Towards Harmony

When faced with bright minds of a negative disposition, keep it clear that the road of least resistance is that of indulgence. Indulgence in one’s opinions, the ideas we construct in order to make clear what is true and false, who is right or wrong, and how our beds should be made. Little of any of this has objective worth or value, and none of it will be granted to us as souvenirs when we depart for the world beyond. There is hardly a grain of substance in the effort we make to judge the outer world, the people in it and the events conveyed to us on this grand stage.

What does seem to have some iota of worth, some inkling of truth, is that nature loves to watch man bend curves into straight lines. It piques its interest when she witnesses something go against its own nature for the sake of something greater or something outside of itself. Absorbed entirely in his own personal quest to prove himself significant and garner the respect and affection of others, a man is left as a curved being. The curve is his mechanical disposition towards his own interests and the preferences those interests lean him towards. None of it, not a single element of what he is, is of his own design. His birth, upbringing, education and his conditioning upon the manifestation of external forces, are all dictated from beyond his own personal volition.

Humility should be the natural state of his psychology. He ought to feel most grateful and humbled by the mere fact of his existence. In such a state there might possibly even develop an inclination towards harmony. Efforts in all shapes and forms, governed by this inner resolve to acknowledge his gratitude, would take the form of treating others not as he feels like treating them but as he believes they should be treated according to objective values of morality. To be a good Samaritan within his household and community would be the practical result of an existential realization of his personal nothingness. He would not suffer unnecessarily upon the deeds of others and how they happen accidentally, or seemingly intentionally, against his own conception of what is good for him. He would brush off everything short of the threat of destruction, smiling at the fates for granting him yet another day on this mortal reality.

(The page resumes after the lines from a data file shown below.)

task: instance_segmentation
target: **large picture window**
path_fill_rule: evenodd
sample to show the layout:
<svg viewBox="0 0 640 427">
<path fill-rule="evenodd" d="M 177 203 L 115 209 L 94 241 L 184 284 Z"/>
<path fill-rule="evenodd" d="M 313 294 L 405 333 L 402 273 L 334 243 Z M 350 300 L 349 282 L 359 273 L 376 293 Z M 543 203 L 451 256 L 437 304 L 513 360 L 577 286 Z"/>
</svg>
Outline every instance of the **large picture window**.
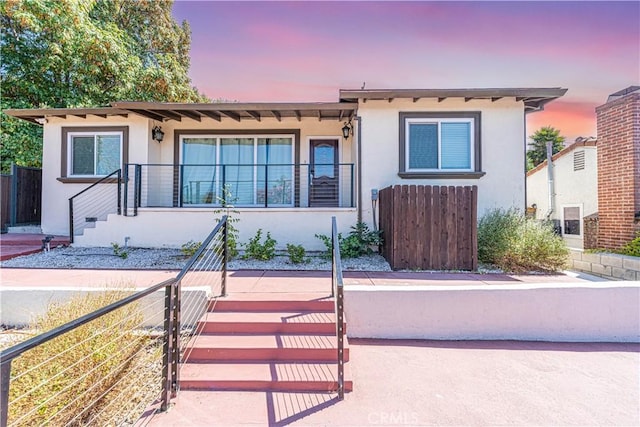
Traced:
<svg viewBox="0 0 640 427">
<path fill-rule="evenodd" d="M 293 141 L 289 135 L 183 136 L 182 205 L 223 198 L 236 206 L 293 205 Z"/>
<path fill-rule="evenodd" d="M 399 175 L 482 176 L 480 113 L 400 113 Z"/>
<path fill-rule="evenodd" d="M 127 161 L 127 127 L 62 128 L 63 182 L 91 182 Z"/>
</svg>

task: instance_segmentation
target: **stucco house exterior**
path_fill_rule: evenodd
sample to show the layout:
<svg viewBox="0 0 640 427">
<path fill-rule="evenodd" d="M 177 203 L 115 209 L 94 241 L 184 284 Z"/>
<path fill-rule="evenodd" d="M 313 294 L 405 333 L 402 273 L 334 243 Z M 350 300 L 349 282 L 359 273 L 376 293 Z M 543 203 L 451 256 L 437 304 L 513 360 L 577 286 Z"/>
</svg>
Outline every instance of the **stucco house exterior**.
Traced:
<svg viewBox="0 0 640 427">
<path fill-rule="evenodd" d="M 279 248 L 314 250 L 332 216 L 343 233 L 358 221 L 373 226 L 375 190 L 390 185 L 476 185 L 478 215 L 522 208 L 526 115 L 565 92 L 361 89 L 340 90 L 333 103 L 114 102 L 6 113 L 44 127 L 45 233 L 73 227 L 78 246 L 128 238 L 179 247 L 206 236 L 226 200 L 239 212 L 240 242 L 262 228 Z M 114 174 L 86 190 L 118 169 L 121 185 Z M 70 218 L 69 199 L 81 191 Z"/>
<path fill-rule="evenodd" d="M 527 207 L 535 218 L 553 220 L 567 246 L 584 248 L 585 217 L 598 213 L 598 151 L 593 137 L 578 138 L 527 172 Z M 549 179 L 552 192 L 549 194 Z"/>
</svg>

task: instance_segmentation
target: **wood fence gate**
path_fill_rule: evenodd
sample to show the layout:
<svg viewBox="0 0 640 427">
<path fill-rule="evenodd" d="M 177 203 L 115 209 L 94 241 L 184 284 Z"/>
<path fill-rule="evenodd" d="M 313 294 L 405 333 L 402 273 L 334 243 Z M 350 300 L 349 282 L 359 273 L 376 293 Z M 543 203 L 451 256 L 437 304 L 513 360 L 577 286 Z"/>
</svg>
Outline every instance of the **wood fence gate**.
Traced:
<svg viewBox="0 0 640 427">
<path fill-rule="evenodd" d="M 476 270 L 478 187 L 380 190 L 382 255 L 394 270 Z"/>
<path fill-rule="evenodd" d="M 13 165 L 11 175 L 2 175 L 0 210 L 3 231 L 7 226 L 40 224 L 42 169 Z"/>
</svg>

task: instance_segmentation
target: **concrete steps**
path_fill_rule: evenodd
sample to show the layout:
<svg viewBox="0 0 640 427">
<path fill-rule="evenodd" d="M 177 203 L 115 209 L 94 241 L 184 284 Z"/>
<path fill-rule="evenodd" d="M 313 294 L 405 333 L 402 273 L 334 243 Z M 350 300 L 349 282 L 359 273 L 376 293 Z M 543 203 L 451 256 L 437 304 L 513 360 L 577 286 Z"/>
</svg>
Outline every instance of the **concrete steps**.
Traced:
<svg viewBox="0 0 640 427">
<path fill-rule="evenodd" d="M 182 390 L 337 391 L 333 300 L 271 298 L 210 301 L 215 311 L 203 316 L 202 334 L 183 355 Z M 348 345 L 344 354 L 346 362 Z M 348 367 L 345 391 L 353 389 Z"/>
</svg>

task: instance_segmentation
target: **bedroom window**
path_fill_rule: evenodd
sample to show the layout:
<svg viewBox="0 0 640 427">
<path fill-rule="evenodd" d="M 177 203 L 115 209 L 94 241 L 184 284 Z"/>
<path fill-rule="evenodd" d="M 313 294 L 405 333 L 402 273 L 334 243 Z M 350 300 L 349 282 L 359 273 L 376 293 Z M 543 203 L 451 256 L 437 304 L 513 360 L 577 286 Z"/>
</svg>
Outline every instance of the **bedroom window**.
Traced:
<svg viewBox="0 0 640 427">
<path fill-rule="evenodd" d="M 480 177 L 480 113 L 400 113 L 403 178 Z"/>
</svg>

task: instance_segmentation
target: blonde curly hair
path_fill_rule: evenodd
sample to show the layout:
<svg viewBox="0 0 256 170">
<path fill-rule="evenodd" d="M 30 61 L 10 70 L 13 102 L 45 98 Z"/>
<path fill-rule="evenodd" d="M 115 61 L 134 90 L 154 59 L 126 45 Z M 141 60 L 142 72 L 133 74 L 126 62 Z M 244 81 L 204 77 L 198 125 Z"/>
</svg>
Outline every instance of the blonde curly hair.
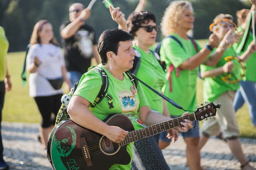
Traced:
<svg viewBox="0 0 256 170">
<path fill-rule="evenodd" d="M 193 11 L 191 3 L 187 1 L 176 0 L 172 2 L 165 12 L 161 23 L 162 34 L 167 36 L 175 32 L 180 24 L 182 14 L 187 8 Z"/>
</svg>

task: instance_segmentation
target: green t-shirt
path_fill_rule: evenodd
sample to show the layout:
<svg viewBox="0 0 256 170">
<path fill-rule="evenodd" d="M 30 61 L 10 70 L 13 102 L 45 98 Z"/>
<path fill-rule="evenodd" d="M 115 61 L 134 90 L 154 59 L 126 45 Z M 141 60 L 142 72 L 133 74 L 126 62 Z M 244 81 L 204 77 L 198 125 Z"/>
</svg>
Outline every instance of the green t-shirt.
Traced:
<svg viewBox="0 0 256 170">
<path fill-rule="evenodd" d="M 96 105 L 92 111 L 93 113 L 101 120 L 112 114 L 122 114 L 127 116 L 133 122 L 135 116 L 139 114 L 140 107 L 148 105 L 140 84 L 138 82 L 137 94 L 134 95 L 131 90 L 133 84 L 126 73 L 124 73 L 124 80 L 120 81 L 112 76 L 101 64 L 98 66 L 104 69 L 109 78 L 109 85 L 107 92 L 113 98 L 114 107 L 109 108 L 108 99 L 104 97 Z M 96 70 L 89 71 L 82 76 L 74 95 L 81 96 L 91 103 L 93 103 L 102 84 L 102 79 L 99 72 Z M 133 143 L 131 143 L 128 144 L 127 148 L 127 152 L 131 156 L 130 164 L 125 165 L 115 165 L 111 168 L 130 169 L 133 157 Z"/>
<path fill-rule="evenodd" d="M 134 45 L 133 48 L 140 54 L 141 63 L 136 74 L 138 78 L 159 92 L 165 83 L 165 72 L 153 53 L 150 50 L 147 54 L 138 46 Z M 146 98 L 152 110 L 162 113 L 163 110 L 162 98 L 155 92 L 142 85 Z M 133 123 L 135 130 L 143 128 L 137 122 Z"/>
<path fill-rule="evenodd" d="M 242 27 L 239 27 L 238 28 L 238 31 L 240 32 L 243 31 Z M 239 53 L 239 55 L 241 56 L 246 51 L 248 46 L 251 42 L 253 40 L 253 35 L 251 32 L 248 33 L 248 39 L 245 42 L 245 48 L 243 51 Z M 240 43 L 235 43 L 233 45 L 234 49 L 236 50 L 238 47 Z M 256 69 L 255 69 L 255 63 L 256 63 L 256 52 L 255 52 L 250 56 L 248 59 L 244 63 L 244 65 L 246 67 L 245 73 L 244 77 L 243 79 L 244 81 L 249 81 L 256 82 Z"/>
<path fill-rule="evenodd" d="M 0 26 L 0 81 L 3 81 L 6 74 L 5 56 L 9 48 L 9 42 L 3 28 Z"/>
<path fill-rule="evenodd" d="M 167 68 L 171 64 L 174 69 L 171 73 L 172 91 L 170 91 L 168 80 L 169 74 L 167 73 L 166 85 L 162 90 L 167 97 L 174 101 L 184 109 L 194 110 L 197 104 L 196 100 L 196 81 L 198 68 L 193 70 L 182 70 L 177 68 L 187 59 L 196 54 L 197 52 L 191 41 L 186 40 L 173 34 L 181 43 L 182 47 L 175 40 L 171 38 L 163 40 L 160 49 L 161 60 L 165 62 Z M 201 48 L 195 40 L 198 51 Z M 168 68 L 167 68 L 168 69 Z M 167 103 L 167 107 L 171 115 L 180 116 L 184 111 Z"/>
<path fill-rule="evenodd" d="M 216 49 L 212 52 L 213 53 Z M 236 54 L 231 46 L 225 51 L 223 55 L 215 67 L 201 65 L 201 71 L 204 72 L 223 66 L 227 62 L 225 57 L 228 56 L 236 56 Z M 236 80 L 240 75 L 242 70 L 241 65 L 236 60 L 232 60 L 234 67 L 231 73 L 231 80 Z M 236 90 L 239 87 L 239 83 L 227 83 L 222 80 L 222 77 L 226 76 L 228 73 L 224 73 L 217 76 L 205 78 L 203 80 L 203 98 L 205 101 L 214 101 L 222 94 L 227 90 Z"/>
</svg>

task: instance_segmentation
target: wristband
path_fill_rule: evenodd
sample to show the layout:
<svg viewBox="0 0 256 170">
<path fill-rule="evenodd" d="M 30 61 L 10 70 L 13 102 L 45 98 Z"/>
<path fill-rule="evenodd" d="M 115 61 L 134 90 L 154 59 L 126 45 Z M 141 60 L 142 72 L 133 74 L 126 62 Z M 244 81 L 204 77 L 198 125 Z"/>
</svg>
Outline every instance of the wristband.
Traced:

The sense and logic to personal morality is therefore a matter of common sense for those who dare to face reality. Contributions to the community, its people and the river of history one falls into, is truly the only sane course of action. One must take one’s own life lightly and take very seriously the well-being of everything else. To be of objective good, in the sense of ever-continual efforts to serve a betterment of the health and state of the world — which, after all,  grants breathing creatures their existence — is simply good manners. And if happiness be measured by a benchmark which excludes the hysterical rises and falls of delirious emotion, then this would certainly be the ideal inner condition to seek for oneself.